That raises a question: if practical-tier inference commoditizes, how does any company justify the ever-larger capex to push the frontier?

OpenAI's pitch is that their business model should "scale with the value intelligence delivers." Concretely, that means moving beyond API fees into licensing and outcome-based pricing in high-value R&D sectors like drug discovery and materials science, where a single breakthrough dwarfs compute cost. That's one possible answer, though it's unclear whether the mechanism will work in practice.


> how does any company justify the ever-larger capex to push the frontier

AGI. [waves hands at the infinite money machine]

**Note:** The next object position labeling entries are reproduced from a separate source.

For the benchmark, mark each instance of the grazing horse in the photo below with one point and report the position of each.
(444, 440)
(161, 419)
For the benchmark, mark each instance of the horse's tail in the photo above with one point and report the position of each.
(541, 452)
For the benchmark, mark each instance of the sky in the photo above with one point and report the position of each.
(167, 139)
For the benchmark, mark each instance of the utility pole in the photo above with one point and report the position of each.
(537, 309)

This effect is likely even larger when you consider that the raw cost per inferred token grows linearly with context, rather than being constant. So longer tasks performed with higher-context models will cost quadratically more. The computational cost also grows super-linearly with model parameter size: a 20B-active model is more than four times the cost of a 5B-active model.

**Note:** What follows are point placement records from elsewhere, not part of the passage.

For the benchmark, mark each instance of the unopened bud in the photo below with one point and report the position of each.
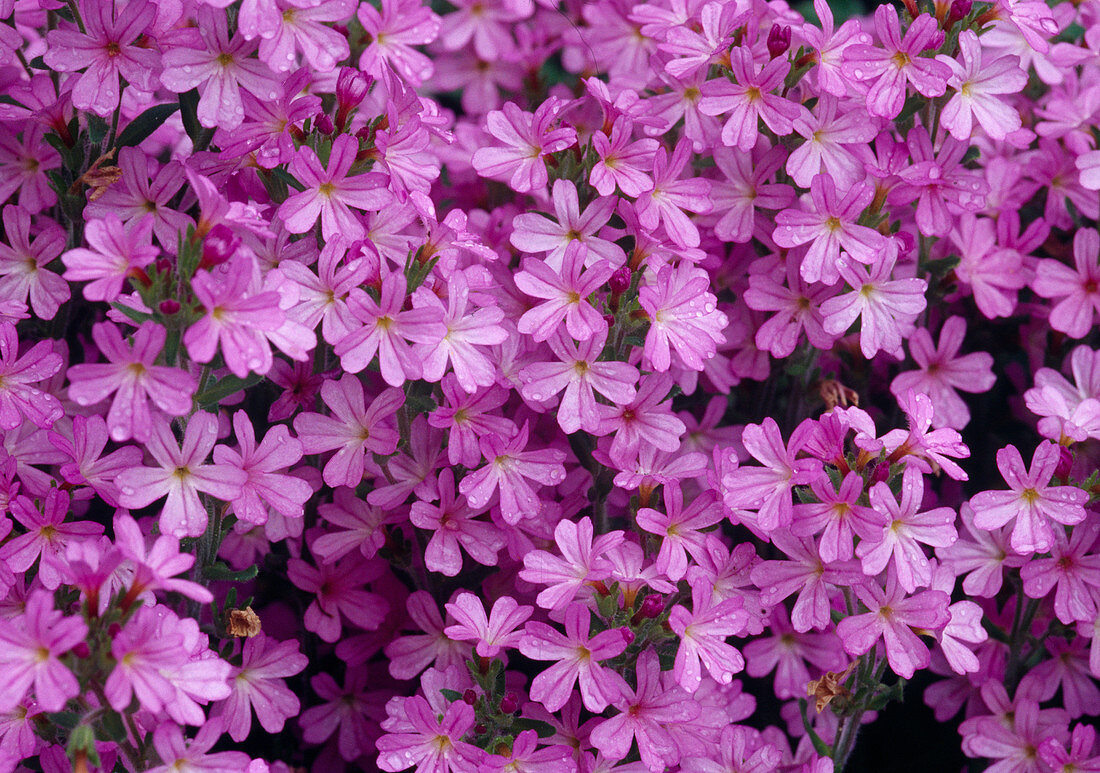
(219, 245)
(619, 282)
(651, 606)
(1065, 463)
(959, 11)
(509, 704)
(352, 86)
(779, 40)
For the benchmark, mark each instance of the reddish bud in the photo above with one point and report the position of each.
(779, 40)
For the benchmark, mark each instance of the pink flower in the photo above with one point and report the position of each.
(508, 468)
(527, 137)
(884, 307)
(534, 233)
(898, 62)
(180, 476)
(683, 318)
(576, 658)
(257, 685)
(828, 224)
(942, 372)
(264, 487)
(891, 616)
(117, 254)
(47, 536)
(19, 400)
(134, 379)
(352, 430)
(1076, 290)
(1032, 503)
(205, 57)
(978, 81)
(565, 295)
(23, 263)
(331, 192)
(644, 716)
(31, 647)
(703, 632)
(492, 633)
(452, 525)
(430, 742)
(670, 197)
(749, 99)
(107, 47)
(903, 529)
(581, 375)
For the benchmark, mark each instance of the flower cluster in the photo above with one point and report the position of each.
(496, 385)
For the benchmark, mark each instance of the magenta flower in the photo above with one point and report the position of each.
(353, 429)
(565, 295)
(671, 197)
(749, 100)
(492, 633)
(535, 233)
(508, 468)
(979, 81)
(23, 263)
(107, 47)
(264, 487)
(683, 318)
(827, 223)
(47, 536)
(430, 742)
(1032, 503)
(576, 656)
(117, 254)
(30, 655)
(331, 192)
(703, 632)
(891, 616)
(134, 379)
(1076, 290)
(527, 137)
(182, 475)
(942, 372)
(257, 685)
(19, 400)
(581, 374)
(644, 716)
(455, 334)
(903, 530)
(899, 62)
(205, 57)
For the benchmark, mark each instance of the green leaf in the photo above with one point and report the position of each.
(138, 130)
(222, 572)
(224, 387)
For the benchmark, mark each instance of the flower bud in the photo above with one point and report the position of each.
(1065, 463)
(779, 40)
(619, 282)
(651, 606)
(219, 245)
(959, 11)
(352, 86)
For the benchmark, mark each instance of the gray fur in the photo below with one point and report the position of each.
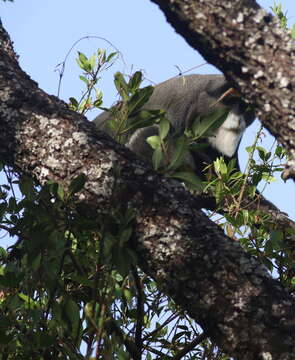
(184, 98)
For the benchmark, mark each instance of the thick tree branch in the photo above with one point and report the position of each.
(228, 292)
(249, 46)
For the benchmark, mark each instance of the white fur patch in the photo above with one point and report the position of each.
(228, 135)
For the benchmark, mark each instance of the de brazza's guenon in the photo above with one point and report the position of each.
(184, 99)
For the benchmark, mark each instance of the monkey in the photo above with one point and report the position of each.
(184, 99)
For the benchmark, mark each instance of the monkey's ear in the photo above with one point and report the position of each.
(229, 92)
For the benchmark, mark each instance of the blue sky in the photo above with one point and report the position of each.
(44, 31)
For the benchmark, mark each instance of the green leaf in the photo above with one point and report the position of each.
(136, 102)
(121, 86)
(135, 81)
(111, 56)
(164, 127)
(83, 78)
(154, 141)
(72, 312)
(92, 61)
(157, 158)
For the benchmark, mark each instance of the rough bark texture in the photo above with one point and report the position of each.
(249, 46)
(229, 293)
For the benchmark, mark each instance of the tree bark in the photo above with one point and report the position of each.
(227, 291)
(250, 47)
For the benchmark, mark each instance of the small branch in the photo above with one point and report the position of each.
(140, 310)
(189, 347)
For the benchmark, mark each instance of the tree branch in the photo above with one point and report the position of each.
(249, 46)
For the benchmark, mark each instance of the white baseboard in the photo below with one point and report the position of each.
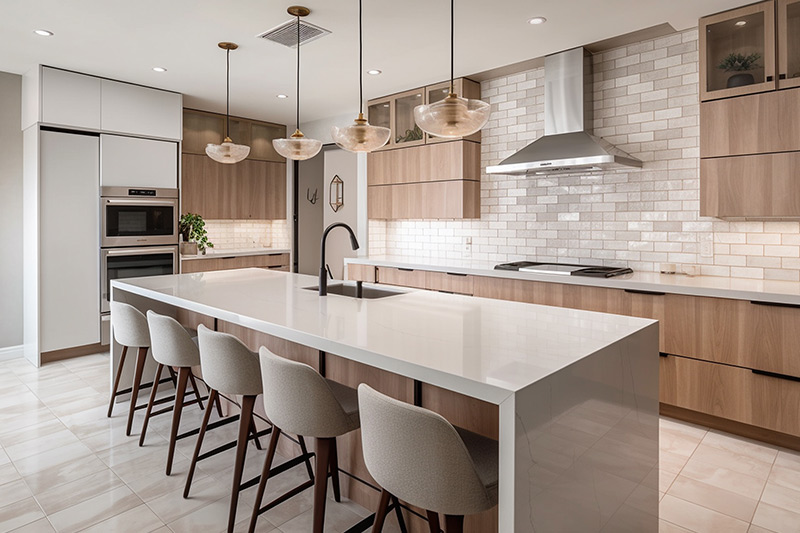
(11, 352)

Doesn't context cacheing mostly eliminate this problem? (I suppose for enough context the 90% discount is eventually a lot anyway)

Context caching is really storing the KV-cache for reuse. It saves running prefill for that part of the context, but tokens referencing that KV-cache will still cost more.

If you gave me an agent that succeeded 50% of tasks I gave it, I could take over the world in a week. Faster if I wasn't so lazy.

I think you're overestimating, or oversimplifying. Maybe both.


> If you gave me an agent that succeeded 50% of tasks I gave it, I could take over the world in a week. Faster if I wasn't so lazy.

Assuming you used o3, that would cost $58800 per week. That’s an expensive bet for only 50% odds in your favor.

Of course the agents are only that good on benchmarks, in reality your odds are worse. Maybe roulette instead?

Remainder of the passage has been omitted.